Creating and Using Indices#

Computing the Size of the Index Array#

The expected number of index values can be obtained from:

uint32_t num_index_values(uint32_t buf_size, uint32_t idx_size, uint32_t blk_size);

where the arguments are the size of the uncompressed data, the size of the mini-block, and the size of the block. It assumes all the blocks to have the same (uncompressed) size (as specified) or this value is 0. If the value is 0, all of the input is compressed into a single block (whose size is the same as buf_size).

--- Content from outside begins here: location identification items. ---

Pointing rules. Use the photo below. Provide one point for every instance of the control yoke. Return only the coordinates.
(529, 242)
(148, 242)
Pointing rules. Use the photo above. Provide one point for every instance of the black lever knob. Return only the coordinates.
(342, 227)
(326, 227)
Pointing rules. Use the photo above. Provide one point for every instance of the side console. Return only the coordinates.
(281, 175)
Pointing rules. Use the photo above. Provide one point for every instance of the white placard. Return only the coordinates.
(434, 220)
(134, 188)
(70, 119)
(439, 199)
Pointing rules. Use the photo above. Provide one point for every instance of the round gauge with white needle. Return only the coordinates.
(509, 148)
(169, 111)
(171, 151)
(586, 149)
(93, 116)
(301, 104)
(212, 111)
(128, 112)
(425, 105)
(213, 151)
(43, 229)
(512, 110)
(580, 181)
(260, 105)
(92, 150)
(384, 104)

One index value is stored per mini-block, two values are stored per block, and one extra index value. In the first example (multi-block usage), 3 blocks and 11 mini-blocks present, so the total number of indices is 3*2+11+1 = 18. In the second example (single-block usage), 1 block and 11 mini-blocks present, so the total number of indices is 1*2+11+1 = 14.

Creating Indices#

To generate indices, the application needs to allocate an array large enough to hold all of the index values. The application then defines the mini-block size using the qpl_job.mini_block_size field, points to the index table memory with the qpl_job.idx_array field, and specifies the size of the table with the qpl_job.idx_max_size field.

The index generation is done as part of the verification pass, so the application cannot specify the QPL_FLAG_OMIT_VERIFY flag.

Intel® Query Processing Library (Intel® QPL) implements two slightly different approaches:

  • with multiple blocks of fixed size,

  • with a single block.

To allow for CRC checking, the entire mini-block needs to be decompressed. If the desired data straddles two mini-blocks, then the application separately decompresses each of the mini-blocks, and then extracts the data from both.

To use this feature, specify the ignore_start_bits flag and the ignore_end_bits flag. Both flags should contain values from 0 through 7. They indicate the number of bits at the start and end of the first byte to be skipped/ignored. This allows the application to start and end decompression on a bit rather than a byte boundary.

In general, for each job one would get a START bit-offset and an END bit-offset from the index array. More particularly, the START bit is the first bit to be processed. The END bit is the last bit to be processed plus one. So the total number of bits to be processed is just (END - START).

To convert these to job structure parameters, one needs to calculate:

  • the offsets of the byte containing the START bit,

  • the number of bytes to process (i.e. the number of bytes starting with the START byte to include the byte containing the last bit to be processed (END - 1)),

  • the number of bits to ignore at the start of the first byte,

  • the number of bits to ignore at the end of the last byte.

One way to do this is:

job->next_in_ptr = comp_buffer + START/8;
job->ignore_start_bits = START & 7;
job->available_in = ((END+7)/8) - (START/8);
job->ignore_end_bits = 7 & (0 - END);

Note that ((END+7)/8) - (START/8) is not the same as ((END+7-START)/8).

Multi-Block Usage#

For multi-block case, there is a “block_size”, where all blocks but the last are exactly that size, and the last block is no larger than that size. The block_size is a multiple of the mini-block size.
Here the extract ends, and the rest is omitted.